The Role of Identity in Cybersecurity Mesh Architectures

Posted on by Eric Leach

There are several factors that have made the job of defending enterprises against attack more difficult than ever. A root cause of the problem is the continuing growth of cybercrime, which cost companies over $6 trillion in 2021 and shows no signs of abating.

The dramatic rise in remote work, with 74% of US companies either already using or planning to implement the hybrid work model on a permanent basis, has vastly expanded the attack surface available to cybercrime organizations. Further complicating the security challenge is the rise of multi-cloud deployments. According to one report, 82% of organizations with $1B or more in revenue use three or more clouds, up from 66% last year.

Security teams now need to deal not only with conventional on-premise security but with edge security and security in multiple clouds as well. To manage all this, the average enterprise operates 75 different security tools, most of which are incompatible. When an attack occurs, security ops teams may have to go back and forth between half a dozen different dashboards to get a full picture of what’s happening.

The Cybersecurity Mesh Architecture

Cybersecurity Mesh Architecture (CSMA), an architectural approach proposed by Gartner, creates an intelligent layer on top of existing security products. This simplifies the work of security teams and also gives them more power to deal with exploits rapidly and effectively. CSMA has four components, referred to by Gartner as layers, and they all have significant benefits.

  • Centralized security and analytics. In a CSMA, data from disparate sources are consolidated and analyzed in real time. This gives security teams a comprehensive picture of a threat and can also trigger an appropriate response, which may be manual or automated.
  • Distributed identity fabric. This layer handles directory services and provides authentication and authorization capabilities that are better suited to today’s distributed environments.
  • Consolidated policy management. CSMA lets security teams create a single set of policies and then transmit them to various individual security tools so that these tools are properly configured with no need for manual intervention. The result is policies that are consistent enterprise-wide, with much less work when changes are needed.
  • Consolidated dashboards. The ability to see a composite view of the enterprise’s security ecosystem on a single pane of glass is a game-changer for security ops, as it dramatically simplifies threat management and leads to faster, more effective responses.

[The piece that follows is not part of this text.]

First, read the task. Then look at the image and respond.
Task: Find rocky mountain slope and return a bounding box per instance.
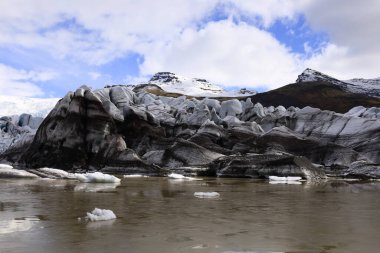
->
[251,69,380,113]
[0,86,380,178]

    Of these four, the identity fabric deserves special attention, primarily because it enables identity-driven security. Identity is emerging as a critical element of the security stack since it is considered to be the new “network edge,” especially in the cloud, where identity is the primary control used to protect sensitive applications and data.

    Identity and access management (IAM) systems provide context about events to the CSMA that would not otherwise be available. Who is the user? Has this happened before? When? How many times? The information gathered by IAM can reveal suspicious activity by itself. For example, if a “customer” accesses a bank account ten thousand times in one day, there’s obviously a problem. Given the dispersed nature of today’s IT infrastructures, with vulnerable resources at the core of conventional networks, on the edge, and in multiple clouds, many security professionals have come to believe that “identity is the new firewall.”

    Challenges and Best Practices

    Deploying a modern identity fabric does present challenges. Over time, IAM systems are traditionally deployed to solve specific problems without much long-term planning. The result is a collection of identity silos. This is complicated by the fact that IAM systems are architected and deployed with only superficial compatibility in mind. Furthermore, each IAM system becomes tightly coupled with each application on a one-to-one basis.

    In order to obtain the full benefits that an identity fabric can contribute to CSMA, consider these best practices.

  • Use an orchestration layer that can integrate various IAM systems and eliminate the need for one-to-one integrations with applications.
  • Feed security risk signals into the CSMA via the identity fabric to provide granular context that makes it easier to detect potential threats.
  • Choose standards-based technologies to ensure interoperability.
In the typical enterprise, security tools, including firewalls, anti-virus, intrusion detection, etc., and IAM systems have evolved independently, but for an effective CSMA, they need to work together. This is an achievable goal, and the first step is eliminating identity silos.